Where to search. The Bureau of Land Management, General Land Office Records site provides free images of the original federal patents and survey plats. The Indiana Archives and Records Administration holds the tract books, entry papers, and plat maps transferred from the land offices, with online indexes for several of them, and the National Archives at Chicago holds the land-entry case files. County recorders hold the grantor and grantee indexes and deed books for all private transfers, and FamilySearch Full-Text Search makes many unindexed deeds and land papers searchable by every name they contain.
Military Records
Indiana men served in every American conflict from the frontier wars onward, and the state’s published rosters are unusually complete.
- Territorial militia and the Indian wars: militia service, including the Battle of Tippecanoe in 1811, is documented in State Archives holdings and published rosters.
- War of 1812, Black Hawk War, and Mexican War: muster and service records are held by the Indiana Archives and Records Administration, and the units are described in the published record of Indiana organizations in the Mexican, Civil, and Spanish-American wars.
- Civil War: the central source is the eight-volume Report of the Adjutant General of the State of Indiana (Terrell), which prints the roster and service outline of every Indiana regiment and battery; it is free on HathiTrust and the Internet Archive and underlies the free Indiana Civil War Muster Roll index at the State Archives. The Indiana Legion was the wartime state militia.
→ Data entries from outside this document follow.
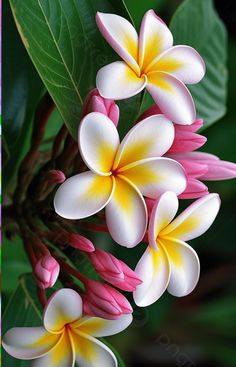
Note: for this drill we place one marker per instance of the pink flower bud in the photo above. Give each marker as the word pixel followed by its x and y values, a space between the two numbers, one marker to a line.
pixel 80 242
pixel 195 189
pixel 56 176
pixel 46 271
pixel 94 102
pixel 216 168
pixel 186 139
pixel 114 271
pixel 104 301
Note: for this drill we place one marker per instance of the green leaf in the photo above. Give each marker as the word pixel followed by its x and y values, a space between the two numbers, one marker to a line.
pixel 66 47
pixel 22 88
pixel 197 24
- Spanish-American War and World War I: service-record abstracts are held by the State Archives, and county clerks have received veterans’ discharge records since the early twentieth century.
Probate Records
Probate — wills, administrations of intestate estates, and guardianships of minors — is among the richest sources for family relationships. In Indiana the jurisdiction shifted among courts, so the year of death tells you which court to search:
- Early statehood: the Circuit Courts (and, briefly, courts of common pleas) handled probate.
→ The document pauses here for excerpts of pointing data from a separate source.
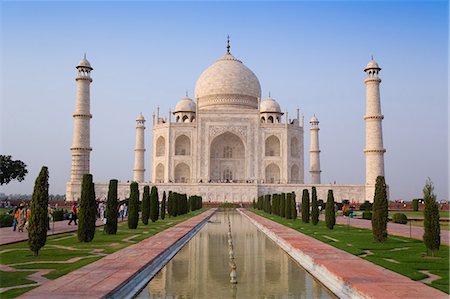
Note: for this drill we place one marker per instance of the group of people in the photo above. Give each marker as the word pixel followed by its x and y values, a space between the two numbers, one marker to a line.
pixel 101 212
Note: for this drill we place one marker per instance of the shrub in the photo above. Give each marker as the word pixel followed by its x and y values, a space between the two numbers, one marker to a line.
pixel 58 215
pixel 88 210
pixel 154 204
pixel 112 209
pixel 305 206
pixel 367 215
pixel 400 218
pixel 6 220
pixel 133 206
pixel 293 206
pixel 380 211
pixel 163 206
pixel 145 205
pixel 330 213
pixel 432 228
pixel 314 207
pixel 415 204
pixel 366 206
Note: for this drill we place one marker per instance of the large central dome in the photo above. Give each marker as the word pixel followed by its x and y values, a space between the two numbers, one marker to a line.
pixel 227 83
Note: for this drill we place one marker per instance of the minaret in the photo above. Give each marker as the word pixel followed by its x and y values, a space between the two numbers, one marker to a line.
pixel 81 146
pixel 139 150
pixel 314 152
pixel 374 150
- 1829–1852: a separate Probate Court in each county kept its own probate order books.
- 1852–1873: the Court of Common Pleas held probate jurisdiction.
- 1873 onward: jurisdiction returned to the Circuit Courts (with separate probate or superior courts in a few counties). The estate file — petition, will or letters, bond, and inventory — usually names the heirs.
Online, Indiana Wills and Probate Records, 1798–1999 ($) on Ancestry is name-searchable across most counties, county probate images are browsable free on FamilySearch, and FamilySearch Full-Text Search makes many unindexed wills and estate files searchable by every name they contain.
Tax Records
Tax lists place a family in a specific township and year and are valuable substitutes where censuses or deeds are missing; several consecutive years can reveal when a young man came of age, moved, or died and left heirs.
- Early territorial and county tax duplicates are among the oldest surviving name lists for Indiana; the Indiana Archives and Records Administration holds early lists, and county auditors and treasurers hold the later assessment rolls.
- U.S. IRS Tax Assessment Lists, 1862–1918 ($) — the Civil War–era and later federal income, license, and excise taxes, covering Indiana; the 1862–1874 assessment lists are also free on FamilySearch.
- Personal-property and land-tax duplicates were kept at the county level throughout the state’s history and remain the most consistent year-by-year record of a resident landowner.